Memory access with shifted pointer

Hello everyone,

I try to migrate a CPU code on CUDA but I’m stuck on one aspect of memory adressing which work on CPU but not on GPU.

About the context, my purpose is to be able to read/write a small pack of bits (i.e. smaller compared to the size of a element of the array) on only one step in an array even if these bits are distributed on 2 index of the array. For that i create a pointer shifted of the half of the size of a element of the array.
If required, I can explain more why I do that but I don’t think this important.

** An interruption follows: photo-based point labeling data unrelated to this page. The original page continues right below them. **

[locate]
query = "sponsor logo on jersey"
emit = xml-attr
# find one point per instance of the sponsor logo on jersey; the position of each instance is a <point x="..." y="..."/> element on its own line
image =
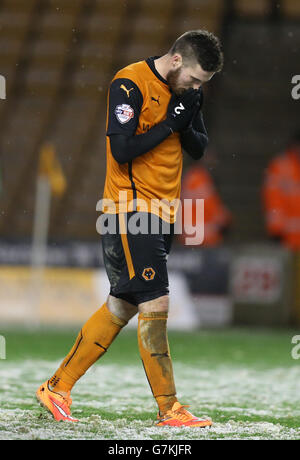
<point x="124" y="113"/>
<point x="127" y="91"/>
<point x="148" y="273"/>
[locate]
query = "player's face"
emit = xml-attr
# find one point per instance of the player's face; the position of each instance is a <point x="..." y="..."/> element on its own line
<point x="184" y="77"/>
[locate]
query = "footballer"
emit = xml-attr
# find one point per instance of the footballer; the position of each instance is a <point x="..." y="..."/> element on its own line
<point x="153" y="113"/>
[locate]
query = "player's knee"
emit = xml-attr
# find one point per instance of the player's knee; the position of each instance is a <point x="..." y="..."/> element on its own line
<point x="156" y="305"/>
<point x="121" y="308"/>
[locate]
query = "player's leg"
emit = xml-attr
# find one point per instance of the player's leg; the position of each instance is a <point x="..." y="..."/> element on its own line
<point x="155" y="351"/>
<point x="155" y="354"/>
<point x="92" y="342"/>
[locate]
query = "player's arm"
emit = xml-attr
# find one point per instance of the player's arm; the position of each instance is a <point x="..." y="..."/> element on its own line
<point x="124" y="110"/>
<point x="194" y="139"/>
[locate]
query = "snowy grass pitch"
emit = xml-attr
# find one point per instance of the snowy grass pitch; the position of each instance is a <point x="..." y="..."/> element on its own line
<point x="246" y="381"/>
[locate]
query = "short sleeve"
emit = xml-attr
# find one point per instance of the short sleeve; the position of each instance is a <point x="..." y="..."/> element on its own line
<point x="125" y="104"/>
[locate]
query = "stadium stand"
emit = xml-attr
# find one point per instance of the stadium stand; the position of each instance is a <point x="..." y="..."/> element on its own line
<point x="58" y="57"/>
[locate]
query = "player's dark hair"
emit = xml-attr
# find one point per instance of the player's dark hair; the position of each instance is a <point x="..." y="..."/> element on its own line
<point x="201" y="45"/>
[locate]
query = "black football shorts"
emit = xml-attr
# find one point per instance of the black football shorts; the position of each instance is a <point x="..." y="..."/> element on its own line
<point x="136" y="263"/>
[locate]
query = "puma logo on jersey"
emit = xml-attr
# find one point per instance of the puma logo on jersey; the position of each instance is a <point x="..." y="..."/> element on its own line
<point x="156" y="100"/>
<point x="179" y="108"/>
<point x="127" y="91"/>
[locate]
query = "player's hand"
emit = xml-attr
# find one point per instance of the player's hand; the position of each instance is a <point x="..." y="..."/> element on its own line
<point x="181" y="109"/>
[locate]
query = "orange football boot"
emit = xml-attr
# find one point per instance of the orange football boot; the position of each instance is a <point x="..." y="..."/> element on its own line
<point x="58" y="405"/>
<point x="179" y="416"/>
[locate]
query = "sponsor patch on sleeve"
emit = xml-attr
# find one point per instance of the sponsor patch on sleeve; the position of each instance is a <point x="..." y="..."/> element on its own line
<point x="124" y="113"/>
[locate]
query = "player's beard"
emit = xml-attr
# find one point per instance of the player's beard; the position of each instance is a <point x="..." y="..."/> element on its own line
<point x="173" y="81"/>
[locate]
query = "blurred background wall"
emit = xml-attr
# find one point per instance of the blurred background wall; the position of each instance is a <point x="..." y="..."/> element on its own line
<point x="58" y="57"/>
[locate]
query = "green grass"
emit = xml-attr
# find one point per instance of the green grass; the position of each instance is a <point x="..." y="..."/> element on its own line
<point x="245" y="380"/>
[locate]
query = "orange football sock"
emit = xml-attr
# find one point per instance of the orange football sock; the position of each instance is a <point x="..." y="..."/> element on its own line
<point x="155" y="354"/>
<point x="92" y="342"/>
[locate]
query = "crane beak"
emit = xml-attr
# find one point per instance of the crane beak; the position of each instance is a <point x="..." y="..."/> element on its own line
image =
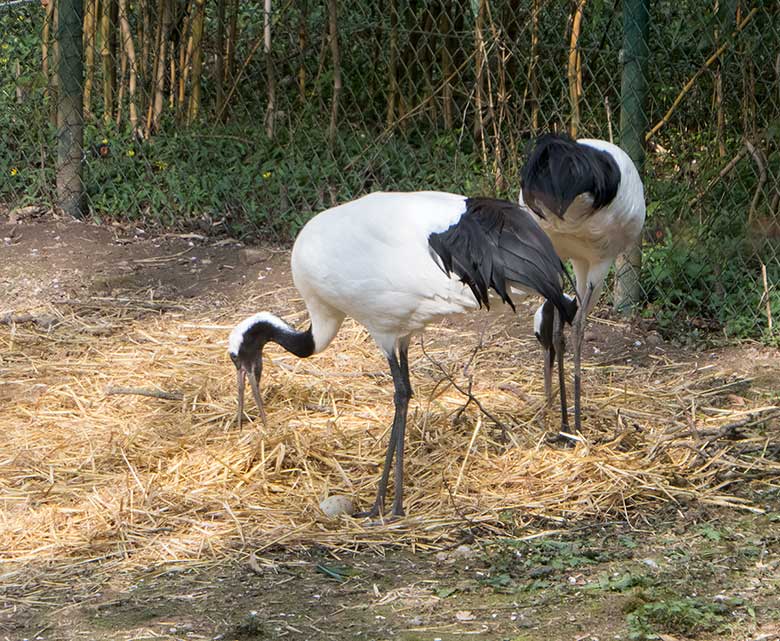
<point x="252" y="372"/>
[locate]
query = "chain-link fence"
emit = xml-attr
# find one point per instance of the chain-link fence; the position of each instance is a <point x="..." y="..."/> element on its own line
<point x="248" y="117"/>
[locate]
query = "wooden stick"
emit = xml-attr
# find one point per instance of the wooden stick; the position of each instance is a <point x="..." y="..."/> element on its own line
<point x="760" y="160"/>
<point x="688" y="85"/>
<point x="574" y="69"/>
<point x="144" y="391"/>
<point x="767" y="297"/>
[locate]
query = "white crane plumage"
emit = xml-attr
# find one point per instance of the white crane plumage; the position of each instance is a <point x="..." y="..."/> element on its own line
<point x="589" y="199"/>
<point x="396" y="262"/>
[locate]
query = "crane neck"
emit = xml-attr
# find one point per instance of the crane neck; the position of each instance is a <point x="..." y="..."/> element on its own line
<point x="299" y="343"/>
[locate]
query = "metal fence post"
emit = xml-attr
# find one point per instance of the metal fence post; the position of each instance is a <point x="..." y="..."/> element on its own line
<point x="633" y="125"/>
<point x="70" y="120"/>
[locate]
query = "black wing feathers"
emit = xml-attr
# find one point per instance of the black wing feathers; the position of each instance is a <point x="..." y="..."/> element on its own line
<point x="559" y="169"/>
<point x="496" y="243"/>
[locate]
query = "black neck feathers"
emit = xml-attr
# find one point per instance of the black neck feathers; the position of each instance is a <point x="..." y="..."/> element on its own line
<point x="251" y="336"/>
<point x="299" y="343"/>
<point x="559" y="169"/>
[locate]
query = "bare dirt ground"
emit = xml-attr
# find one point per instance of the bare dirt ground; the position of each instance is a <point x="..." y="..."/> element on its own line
<point x="681" y="571"/>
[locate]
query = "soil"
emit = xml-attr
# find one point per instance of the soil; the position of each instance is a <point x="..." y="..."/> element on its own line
<point x="687" y="573"/>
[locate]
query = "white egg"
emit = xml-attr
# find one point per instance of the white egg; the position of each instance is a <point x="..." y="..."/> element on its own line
<point x="337" y="505"/>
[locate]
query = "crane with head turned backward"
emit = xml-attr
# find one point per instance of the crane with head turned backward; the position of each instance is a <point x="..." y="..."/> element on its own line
<point x="589" y="199"/>
<point x="396" y="262"/>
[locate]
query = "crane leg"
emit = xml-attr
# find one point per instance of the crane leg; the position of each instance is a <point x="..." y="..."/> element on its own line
<point x="402" y="395"/>
<point x="560" y="348"/>
<point x="403" y="392"/>
<point x="549" y="357"/>
<point x="579" y="336"/>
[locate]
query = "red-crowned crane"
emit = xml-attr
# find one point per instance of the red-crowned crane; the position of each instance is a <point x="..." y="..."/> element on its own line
<point x="590" y="200"/>
<point x="396" y="262"/>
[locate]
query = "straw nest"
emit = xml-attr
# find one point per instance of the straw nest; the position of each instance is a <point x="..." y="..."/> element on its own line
<point x="93" y="469"/>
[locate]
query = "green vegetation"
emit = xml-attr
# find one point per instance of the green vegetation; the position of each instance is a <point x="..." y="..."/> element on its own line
<point x="442" y="95"/>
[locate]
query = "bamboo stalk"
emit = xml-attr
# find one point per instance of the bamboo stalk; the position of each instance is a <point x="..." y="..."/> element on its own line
<point x="270" y="112"/>
<point x="156" y="106"/>
<point x="196" y="40"/>
<point x="334" y="49"/>
<point x="392" y="67"/>
<point x="479" y="73"/>
<point x="50" y="49"/>
<point x="445" y="27"/>
<point x="121" y="86"/>
<point x="219" y="62"/>
<point x="303" y="37"/>
<point x="574" y="69"/>
<point x="707" y="64"/>
<point x="768" y="298"/>
<point x="129" y="49"/>
<point x="90" y="40"/>
<point x="108" y="55"/>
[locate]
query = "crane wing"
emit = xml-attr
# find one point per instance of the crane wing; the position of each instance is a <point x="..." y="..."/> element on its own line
<point x="496" y="243"/>
<point x="559" y="169"/>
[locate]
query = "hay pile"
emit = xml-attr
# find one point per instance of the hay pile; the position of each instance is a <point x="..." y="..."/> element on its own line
<point x="91" y="475"/>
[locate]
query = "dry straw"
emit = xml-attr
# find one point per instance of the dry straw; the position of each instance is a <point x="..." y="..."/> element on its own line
<point x="118" y="439"/>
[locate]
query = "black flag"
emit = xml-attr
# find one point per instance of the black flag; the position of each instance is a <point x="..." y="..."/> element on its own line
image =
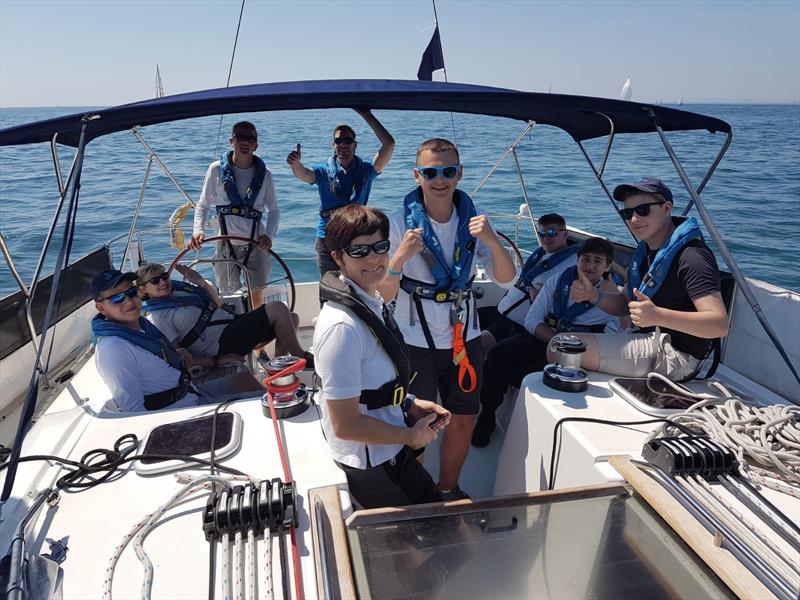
<point x="432" y="58"/>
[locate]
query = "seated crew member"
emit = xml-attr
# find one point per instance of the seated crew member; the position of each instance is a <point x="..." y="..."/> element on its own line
<point x="344" y="179"/>
<point x="439" y="236"/>
<point x="239" y="186"/>
<point x="552" y="312"/>
<point x="549" y="260"/>
<point x="192" y="316"/>
<point x="673" y="293"/>
<point x="363" y="363"/>
<point x="138" y="363"/>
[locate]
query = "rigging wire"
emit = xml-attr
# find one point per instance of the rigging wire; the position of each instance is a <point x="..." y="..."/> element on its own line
<point x="230" y="70"/>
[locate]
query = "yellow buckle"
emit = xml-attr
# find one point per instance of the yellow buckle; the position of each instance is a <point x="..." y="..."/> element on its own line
<point x="398" y="395"/>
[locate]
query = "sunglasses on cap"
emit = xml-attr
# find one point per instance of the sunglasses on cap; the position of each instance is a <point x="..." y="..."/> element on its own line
<point x="156" y="280"/>
<point x="361" y="250"/>
<point x="550" y="233"/>
<point x="642" y="210"/>
<point x="448" y="172"/>
<point x="119" y="298"/>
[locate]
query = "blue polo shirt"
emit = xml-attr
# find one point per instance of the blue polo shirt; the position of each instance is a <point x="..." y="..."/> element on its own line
<point x="329" y="200"/>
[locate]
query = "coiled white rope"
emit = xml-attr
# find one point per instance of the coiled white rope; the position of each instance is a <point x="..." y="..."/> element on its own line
<point x="764" y="439"/>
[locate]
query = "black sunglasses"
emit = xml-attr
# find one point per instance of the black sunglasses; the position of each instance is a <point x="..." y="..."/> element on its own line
<point x="361" y="250"/>
<point x="157" y="279"/>
<point x="119" y="298"/>
<point x="642" y="210"/>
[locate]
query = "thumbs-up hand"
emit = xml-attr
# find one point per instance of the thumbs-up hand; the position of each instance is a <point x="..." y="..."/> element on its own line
<point x="583" y="290"/>
<point x="294" y="157"/>
<point x="643" y="312"/>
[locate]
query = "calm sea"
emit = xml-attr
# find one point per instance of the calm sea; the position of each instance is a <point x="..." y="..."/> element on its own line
<point x="754" y="196"/>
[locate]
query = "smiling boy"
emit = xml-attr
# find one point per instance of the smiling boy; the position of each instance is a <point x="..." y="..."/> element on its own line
<point x="436" y="240"/>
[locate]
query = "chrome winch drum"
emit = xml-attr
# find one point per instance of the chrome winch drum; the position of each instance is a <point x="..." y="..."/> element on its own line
<point x="565" y="374"/>
<point x="289" y="395"/>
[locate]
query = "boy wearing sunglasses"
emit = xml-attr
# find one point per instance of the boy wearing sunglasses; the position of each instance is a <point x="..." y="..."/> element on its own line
<point x="240" y="188"/>
<point x="192" y="316"/>
<point x="436" y="240"/>
<point x="549" y="260"/>
<point x="138" y="363"/>
<point x="673" y="293"/>
<point x="344" y="179"/>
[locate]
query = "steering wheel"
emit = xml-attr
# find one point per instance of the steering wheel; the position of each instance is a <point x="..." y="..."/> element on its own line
<point x="287" y="273"/>
<point x="516" y="254"/>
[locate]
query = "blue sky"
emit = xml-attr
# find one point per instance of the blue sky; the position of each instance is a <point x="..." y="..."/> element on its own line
<point x="103" y="53"/>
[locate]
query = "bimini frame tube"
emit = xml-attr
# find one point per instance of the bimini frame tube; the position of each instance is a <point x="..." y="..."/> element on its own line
<point x="723" y="248"/>
<point x="73" y="188"/>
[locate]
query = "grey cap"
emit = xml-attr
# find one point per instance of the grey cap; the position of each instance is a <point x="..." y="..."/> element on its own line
<point x="649" y="185"/>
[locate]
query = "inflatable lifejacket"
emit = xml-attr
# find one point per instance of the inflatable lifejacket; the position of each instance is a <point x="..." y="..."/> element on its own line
<point x="149" y="338"/>
<point x="194" y="296"/>
<point x="239" y="206"/>
<point x="563" y="315"/>
<point x="391" y="393"/>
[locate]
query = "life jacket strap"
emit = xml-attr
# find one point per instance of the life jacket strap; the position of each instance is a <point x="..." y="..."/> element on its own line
<point x="160" y="400"/>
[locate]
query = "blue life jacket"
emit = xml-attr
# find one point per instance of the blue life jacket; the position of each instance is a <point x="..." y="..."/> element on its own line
<point x="685" y="232"/>
<point x="349" y="193"/>
<point x="229" y="181"/>
<point x="149" y="338"/>
<point x="457" y="278"/>
<point x="535" y="266"/>
<point x="195" y="297"/>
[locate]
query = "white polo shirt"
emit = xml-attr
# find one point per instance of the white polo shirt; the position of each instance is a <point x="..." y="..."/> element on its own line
<point x="348" y="358"/>
<point x="436" y="314"/>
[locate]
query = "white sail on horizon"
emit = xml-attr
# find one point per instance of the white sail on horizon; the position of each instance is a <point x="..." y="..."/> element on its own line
<point x="626" y="92"/>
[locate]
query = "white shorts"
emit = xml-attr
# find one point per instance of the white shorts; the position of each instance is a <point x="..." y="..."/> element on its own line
<point x="228" y="274"/>
<point x="637" y="354"/>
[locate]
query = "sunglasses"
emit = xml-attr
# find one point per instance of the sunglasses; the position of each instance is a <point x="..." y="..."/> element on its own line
<point x="361" y="250"/>
<point x="550" y="233"/>
<point x="448" y="172"/>
<point x="642" y="210"/>
<point x="119" y="298"/>
<point x="156" y="280"/>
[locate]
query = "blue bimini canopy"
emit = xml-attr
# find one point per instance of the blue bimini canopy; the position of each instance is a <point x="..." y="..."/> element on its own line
<point x="582" y="117"/>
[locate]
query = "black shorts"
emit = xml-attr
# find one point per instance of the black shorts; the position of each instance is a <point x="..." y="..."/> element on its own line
<point x="436" y="373"/>
<point x="397" y="482"/>
<point x="246" y="332"/>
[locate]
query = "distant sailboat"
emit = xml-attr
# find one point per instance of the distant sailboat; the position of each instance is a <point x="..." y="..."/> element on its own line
<point x="626" y="92"/>
<point x="158" y="91"/>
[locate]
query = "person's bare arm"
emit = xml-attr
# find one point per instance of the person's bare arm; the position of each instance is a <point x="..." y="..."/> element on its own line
<point x="709" y="322"/>
<point x="349" y="424"/>
<point x="384" y="154"/>
<point x="300" y="171"/>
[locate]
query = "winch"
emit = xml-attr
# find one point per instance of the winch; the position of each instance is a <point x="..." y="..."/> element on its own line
<point x="565" y="374"/>
<point x="289" y="395"/>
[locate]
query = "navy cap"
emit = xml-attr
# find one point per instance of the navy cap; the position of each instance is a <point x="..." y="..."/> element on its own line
<point x="650" y="185"/>
<point x="108" y="279"/>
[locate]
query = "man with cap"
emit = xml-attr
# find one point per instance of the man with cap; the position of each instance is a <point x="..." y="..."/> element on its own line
<point x="673" y="293"/>
<point x="239" y="186"/>
<point x="138" y="363"/>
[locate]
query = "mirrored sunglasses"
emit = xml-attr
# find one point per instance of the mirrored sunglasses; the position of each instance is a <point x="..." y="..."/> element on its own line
<point x="119" y="298"/>
<point x="157" y="279"/>
<point x="361" y="250"/>
<point x="550" y="233"/>
<point x="448" y="172"/>
<point x="642" y="210"/>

Here is an simplified example with no error on CPU execution but one error on GPU for the same code.

int main() {

	if (true) {
		setbuf(stdout, NULL); //For avoid conflict between output on cpu and gpu
		printf("**** Start Test CPU ****\n");
		int nbItems = 3;

		printf("ull\n");
		unsigned long long* h_grilleTest = (unsigned long long*)malloc(nbItems * sizeof(unsigned long long));
		h_grilleTest[0] = 0b0000000100000001;
		h_grilleTest[1] = 0b000000010000000100000000;
		for (int i = 0; i < nbItems; i++) {
			printf("%d = %p : %d\n", i, h_grilleTest + i, h_grilleTest[i]);
		}
		printf("\n");

		printf("ull access - shift 4 bytes\n");
		unsigned long long* h_grilleTestDecale_ull = (unsigned long long*)(h_grilleTest_c + 4);
		for (int i = 0; i < nbItems - 1; i++) {
			printf("Index %d | MemAdress : %p\n", i, h_grilleTestDecale_ull + i);
			printf("Index %d | MemAdress : %p | value : %d\n", i, h_grilleTestDecale_ull + i, h_grilleTestDecale_ull[i]); //No error on read h_grilleTestDecale_ull[i]
		}
		printf("\n");

		printf("**** End Test CPU ****\n");
	}

	if (true) {		
		test << <1, 1 >> > ();
		cudaDeviceSynchronize();		
	}

	return;
}


__global__ void test() {

	if (true) {
		printf("**** Start Test GPU ****\n");
		int nbItems = 3;

		printf("ull\n");
		unsigned long long* h_grilleTest = (unsigned long long*)malloc(nbItems * sizeof(unsigned long long));
		h_grilleTest[0] = 0b0000000100000001;
		h_grilleTest[1] = 0b000000010000000100000000;
		for (int i = 0; i < nbItems; i++) {
			printf("%d = %p : %d\n", i, h_grilleTest + i, h_grilleTest[i]);
		}
		printf("\n");

		printf("ull access - shift 4 bytes\n");
		unsigned long long* h_grilleTestDecale_ull = (unsigned long long*)(h_grilleTest_c + 4);
		for (int i = 0; i < nbItems - 1; i++) {
			printf("Index %d | MemAdress : %p\n", i, h_grilleTestDecale_ull + i);
			printf("Index %d | MemAdress : %p | value : %d\n", i, h_grilleTestDecale_ull + i, h_grilleTestDecale_ull[i]); //Error on read h_grilleTestDecale_ull[i]
		}
		printf("\n");

		printf("**** End Test GPU ****\n");

		return;
	}
}

Result :

**** Start Test CPU ****
ull
0 = 000001BE0C503780 : 257
1 = 000001BE0C503788 : 65792
2 = 000001BE0C503790 : 0

ull access - shift 4 bytes
Index 0 | MemAdress : 000001BE0C503784
Index 0 | MemAdress : 000001BE0C503784 | value : 0
Index 1 | MemAdress : 000001BE0C50378C
Index 1 | MemAdress : 000001BE0C50378C | value : 0

**** End Test CPU ****
**** Start Test GPU ****
ull
0 = 0000000B035FF920 : 257
1 = 0000000B035FF928 : 65792
2 = 0000000B035FF930 : 0

ull access - shift 4 bytes
Index 0 | MemAdress : 0000000B035FF924 
//Error

Is there a constraint on the alignement of GPU memory depending on the size of the variable that not exist on CPU ?
Do you know how I could read in my array with a bit precision for the pointer (or at least byte precision) to avoid to have to reconstruct my small stack of bits from two index ?

Thanks for your help

Yes, it is documented. The requirement is that data be “naturally aligned”. This means that retrieving a byte must be done on a 1-byte boundary. Retrieving a short must be done on a 2-byte boundary. Retrieving a 4-byte quantity such as int or float must be done on a 4-byte boundary, and so on for 8 or 16 byte quantities.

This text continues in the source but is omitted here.